Secure and Robust Software Through Testing and Verification

KEC 1007
Tuesday, March 10, 2015 - 10:00am to 11:00am
Speaker Information

Rene Just
Postdoctoral Research Associate
Programming Languages and Software Engineering Group
University of Washington

Abstract:
Hardly any area exists in our everyday life that is not affected by software, 
yet software remains buggy. These software bugs not only affect correctness and 
robustness but also cause severe security vulnerabilities. Software 
verification can provide strong guarantees about important (security) 
properties of a program, but full verification of software correctness is 
prohibitively expensive for most applications. Software testing is the 
predominant approach for assuring software correctness and robustness, but 
software testing is not complete and can only increase confidence. It is 
therefore important to measure the adequacy of testing techniques.

In this talk, I will present some of my work in verification and testing that 
aims to improve software security and robustness. First, I will present a model 
and type system to statically verify the absence of information-flow malware in 
mobile apps. I will also describe techniques I developed to significantly 
reduce the number of false positives and an evaluation on real-world apps. For 
72 apps, totaling 570,000 lines of code, the results show that the model and 
type system are effective and that the developer burden is low.
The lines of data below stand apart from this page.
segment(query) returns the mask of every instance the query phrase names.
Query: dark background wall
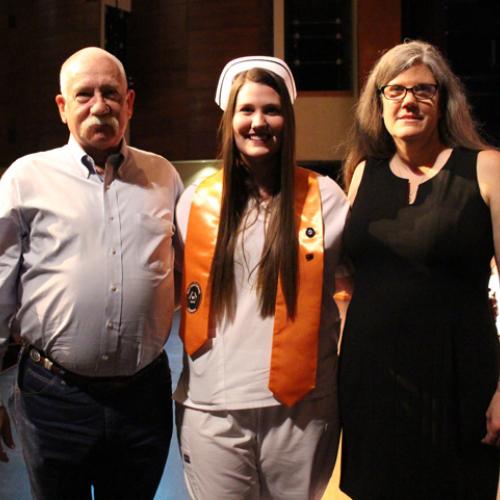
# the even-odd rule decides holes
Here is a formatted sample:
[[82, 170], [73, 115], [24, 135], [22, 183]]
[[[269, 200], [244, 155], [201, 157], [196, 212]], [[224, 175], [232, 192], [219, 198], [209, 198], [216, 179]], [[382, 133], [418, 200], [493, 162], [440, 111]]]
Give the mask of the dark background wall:
[[59, 67], [99, 44], [99, 4], [0, 0], [0, 166], [67, 140], [54, 96]]
[[272, 1], [136, 1], [128, 47], [134, 144], [173, 160], [213, 158], [220, 71], [235, 57], [272, 55]]
[[[448, 55], [498, 142], [500, 2], [355, 5], [358, 86], [382, 50], [404, 37], [427, 39]], [[0, 169], [67, 140], [54, 104], [59, 68], [72, 52], [100, 44], [103, 11], [100, 0], [0, 0]], [[131, 142], [172, 160], [213, 158], [219, 72], [237, 56], [272, 55], [273, 29], [273, 0], [133, 0], [118, 27], [137, 90]]]
[[[59, 146], [54, 104], [62, 62], [100, 44], [95, 0], [0, 0], [0, 167]], [[272, 55], [272, 0], [134, 1], [125, 60], [137, 90], [131, 142], [172, 160], [213, 158], [213, 96], [231, 58]]]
Second, I will 
present my work on improving software testing. In particular, I will focus on 
mutation analysis, which measures the adequacy of testing techniques using 
artificial faults (mutants). I will present an empirical study that involved 
more than 350 real faults and 230,000 mutants, in which I have shown that 
mutants are a valid substitute for real faults, and that mutation analysis is 
significantly more effective than code coverage.

Speaker Bio:
Rene Just is a Postdoctoral Research Associate at the University of Washington, 
where he is a member of the Programming Languages and Software Engineering 
group. He received his PhD in Computer Science from the University of Ulm in 
2013. His research interests are in software engineering and software security, 
in particular static and dynamic program analysis, type systems, mobile 
security, and mining software repositories. His research won two ACM SIGSOFT 
Distinguished Paper Awards (FSE'14 and ISSTA'14).